In Daniel Barenboim’s Music Quickens Time a passage popped out to me this morning:
Another inevitable constraint on free thought is the attempt to facilitate the condition of human existence by constructing a system of belief that renders the act of questioning futile.
Wow. That statement could apply to social conditioning as well as, heck, the entire careers of Soilwork (and definitely In Flames)! A lot of the Swedish bands built their cities on rock n roll only to be turned on by some fans later for expanding their horizons (aka adding more melody or technical/progressive passages).
“Death In General”, the third track on Soilwork’s 10th (!!) studio album The Ride Majestic, is just the latest proof that Soilwork are capable of so much more than just a Steelbath Suicide solution.
Read more BELOW.
While their early stuff is very hard hitting and awesome, the band’s live tenure and their distinctive openness to pulling from many metal influences to create one of the more unique styles in metal since early Fear Factory has resulted in several near-unclassifiable classics. I’ll never forget how inspirng it was at Ozzfest one year to hear “Nerve” blast from the mainstage speakers between Mudvayne and I think friggin’ Maiden (if that was the correct year). And seeing Soilwork (who dominated the stage) along with Darkane, Strapping Young Lad and Fear Factory live as a package tour was so cool years ago and evidence that Fear Factory were always cooler about often sticking with more extreme bands as openers and exposing their American fans to some amazing bands from around the world. It felt like metal was really pulling from all corners to survive and cross pollinate. Growth like that is good, even if we don’t have to be the smurf village and give up misanthropic tendencies completely we can still show the world that metal is a force to be reckoned with and a better community than many would peg us metal folk to be.
The Ride Majestic is more evidence the Soilwork well doesn’t run dry. Always some of the most acrobatic but punchy and not cheesedick technical playing merged with pure conviction in Speed’s vocals. His screams and blend of highs and a totally unselfconscious dedication to more dramatic passages make “Petrichor By Sulphur” (for just one example) a song that this band could throw down on any stage with any other metal band and have a more than fair chance of holding their own. heck, they are always a hard act to follow! One of my favorite memories I mention at times is doing a job of tree removal with Fred Waring, the former drummer of Crisis. Fred had subwoofers fucking installed in his Bucket Dozer and blasted Soilwork and SYL. It was awesome.

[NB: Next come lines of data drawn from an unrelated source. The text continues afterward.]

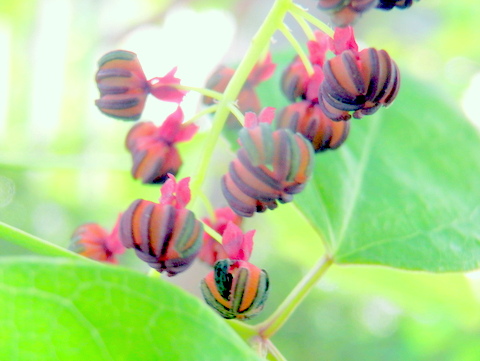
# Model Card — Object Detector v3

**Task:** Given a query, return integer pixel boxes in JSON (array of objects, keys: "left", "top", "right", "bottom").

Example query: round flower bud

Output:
[
  {"left": 319, "top": 48, "right": 400, "bottom": 121},
  {"left": 95, "top": 50, "right": 149, "bottom": 121},
  {"left": 276, "top": 101, "right": 350, "bottom": 152},
  {"left": 281, "top": 56, "right": 310, "bottom": 102},
  {"left": 70, "top": 222, "right": 124, "bottom": 264},
  {"left": 201, "top": 259, "right": 269, "bottom": 320},
  {"left": 119, "top": 199, "right": 203, "bottom": 276},
  {"left": 222, "top": 123, "right": 314, "bottom": 217},
  {"left": 126, "top": 122, "right": 182, "bottom": 184}
]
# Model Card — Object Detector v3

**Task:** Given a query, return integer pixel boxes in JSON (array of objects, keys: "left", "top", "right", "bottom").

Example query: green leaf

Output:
[
  {"left": 291, "top": 73, "right": 480, "bottom": 272},
  {"left": 0, "top": 257, "right": 263, "bottom": 361}
]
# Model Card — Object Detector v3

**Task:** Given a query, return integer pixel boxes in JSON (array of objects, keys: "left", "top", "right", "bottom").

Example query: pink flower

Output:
[
  {"left": 70, "top": 215, "right": 125, "bottom": 264},
  {"left": 199, "top": 207, "right": 243, "bottom": 266},
  {"left": 160, "top": 174, "right": 191, "bottom": 209},
  {"left": 148, "top": 67, "right": 187, "bottom": 104},
  {"left": 222, "top": 222, "right": 254, "bottom": 262},
  {"left": 244, "top": 107, "right": 276, "bottom": 128},
  {"left": 330, "top": 26, "right": 359, "bottom": 55},
  {"left": 126, "top": 107, "right": 198, "bottom": 184}
]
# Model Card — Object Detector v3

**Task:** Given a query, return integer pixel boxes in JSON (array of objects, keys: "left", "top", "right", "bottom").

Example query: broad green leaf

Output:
[
  {"left": 0, "top": 257, "right": 263, "bottom": 361},
  {"left": 250, "top": 204, "right": 480, "bottom": 329},
  {"left": 289, "top": 73, "right": 480, "bottom": 272}
]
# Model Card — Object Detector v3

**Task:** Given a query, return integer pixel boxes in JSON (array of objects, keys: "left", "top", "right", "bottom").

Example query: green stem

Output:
[
  {"left": 278, "top": 23, "right": 314, "bottom": 75},
  {"left": 290, "top": 11, "right": 315, "bottom": 40},
  {"left": 0, "top": 221, "right": 93, "bottom": 261},
  {"left": 184, "top": 104, "right": 218, "bottom": 125},
  {"left": 266, "top": 339, "right": 288, "bottom": 361},
  {"left": 189, "top": 0, "right": 292, "bottom": 201},
  {"left": 255, "top": 254, "right": 333, "bottom": 339},
  {"left": 201, "top": 221, "right": 223, "bottom": 243},
  {"left": 227, "top": 102, "right": 245, "bottom": 126},
  {"left": 288, "top": 4, "right": 334, "bottom": 37},
  {"left": 174, "top": 84, "right": 224, "bottom": 101}
]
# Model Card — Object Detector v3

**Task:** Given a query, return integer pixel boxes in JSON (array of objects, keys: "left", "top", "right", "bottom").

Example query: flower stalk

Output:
[
  {"left": 255, "top": 254, "right": 333, "bottom": 339},
  {"left": 189, "top": 0, "right": 294, "bottom": 202}
]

Grab this for a really full experiece with many twists and turns, slippery leads, mandatory defiant/drum-centric tracks, melodic passages that will stick with you but deserve to- and screams to hold up against the best of Pantera. I wish Soilwork would cover “Cemetary Gates” sometime, as a matter of fact, just to prove once and for all that Pantera should’ve never worried about it being to mellow. Heck, Tyr covered it and that was rad enough and pretty recent. Tangent.
“Alight In The Aftermath” is one of the heaviest Soilwork offerings in years, near black metal intensity and chord choices, yet before long deliciously bold choices take the song many different places. Yet Soilwork go there, really put the travelling in. It’s not just jumping al over the place to showboat, but passage after passage of real songwriting. By fitting closer “Father And Son Watching The World Go Down”, you’ve taken a thrill ride with the band that is at times exhausting yet fuels you for the next mountain to conquer.